Dear readers, without further ado, my afternoon reads.

Banks are rigging more markets than you ever imagined

Libor. Electricity prices. Foreign-exchange markets. What else? A benchmark for interest-rate derivatives called ISDAfix. How perfect -- it even has the word “fix” in its name. From Matthew Leising of Bloomberg News: “U.S. investigators have uncovered evidence that banks reaped millions of dollars in trading profits at the expense of companies and pension funds by manipulating a benchmark for interest-rate derivatives. Recorded telephone calls and e-mails reviewed by the Commodity Futures Trading Commission show that traders at Wall Street banks instructed ICAP Plc brokers in Jersey City, New Jersey, to buy or sell as many interest-rate swaps as necessary to move the benchmark rate, known as ISDAfix, to a predetermined level, according to a person with knowledge of the matter. By rigging the measure, the banks stood to profit on separate derivatives trades they had with clients who were seeking to hedge against moves in interest rates.”
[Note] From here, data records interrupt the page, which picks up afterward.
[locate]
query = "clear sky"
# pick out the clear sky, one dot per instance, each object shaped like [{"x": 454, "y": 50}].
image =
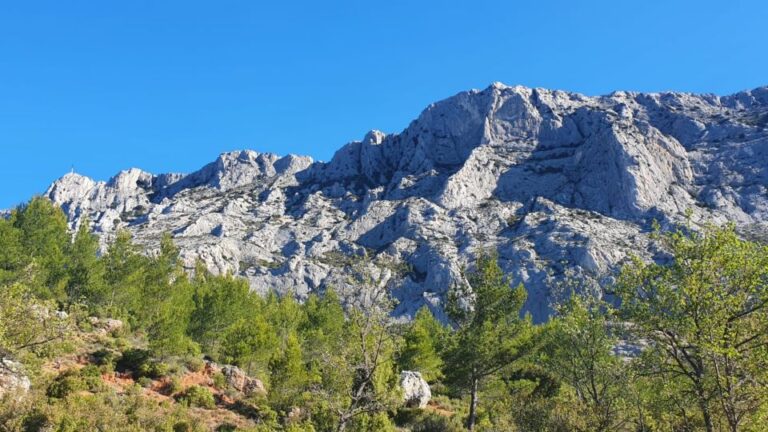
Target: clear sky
[{"x": 168, "y": 85}]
Matt Taibbi on Steven Cohen and SAC Capital

Somehow Taibbi managed to write an entire article for Rolling Stone magazine without using a single swear word, which I think might be a first for him. Impressive. The big question, as he puts it: “Does bagging a single hedge-fund slimeball make up for years of nonaction against more dangerous systemic corruption among the big banking powers?”

Would you hire Larry Summers for economic advice?

Bloomberg News had an article today pointing out that the former Treasury secretary’s personal website doesn’t mention his consulting work for Citigroup, Nasdaq or hedge fund D.E. Shaw. John Tamny, editor of RealClearMarkets, says it’s laughable to think anyone hires Summers for his economic insights: “Summers is an investment. Skillful at the government game, investors have long assumed he would eventually return to government; his name on the short list for Fed Chairman evidence that their investment may pay off.”

How about some fries with that order of crow?

You see, there was this story making the rounds about Big Macs and wages that went viral -– and was totally wrong. (I won’t repeat the errors here.) Now a lot of the news outlets that ran with the story are doing retractions. But a lot of others aren’t. So Ryan Chittum of The Audit at Columbia Journalism School tries shaming them. And with that, have a great weekend.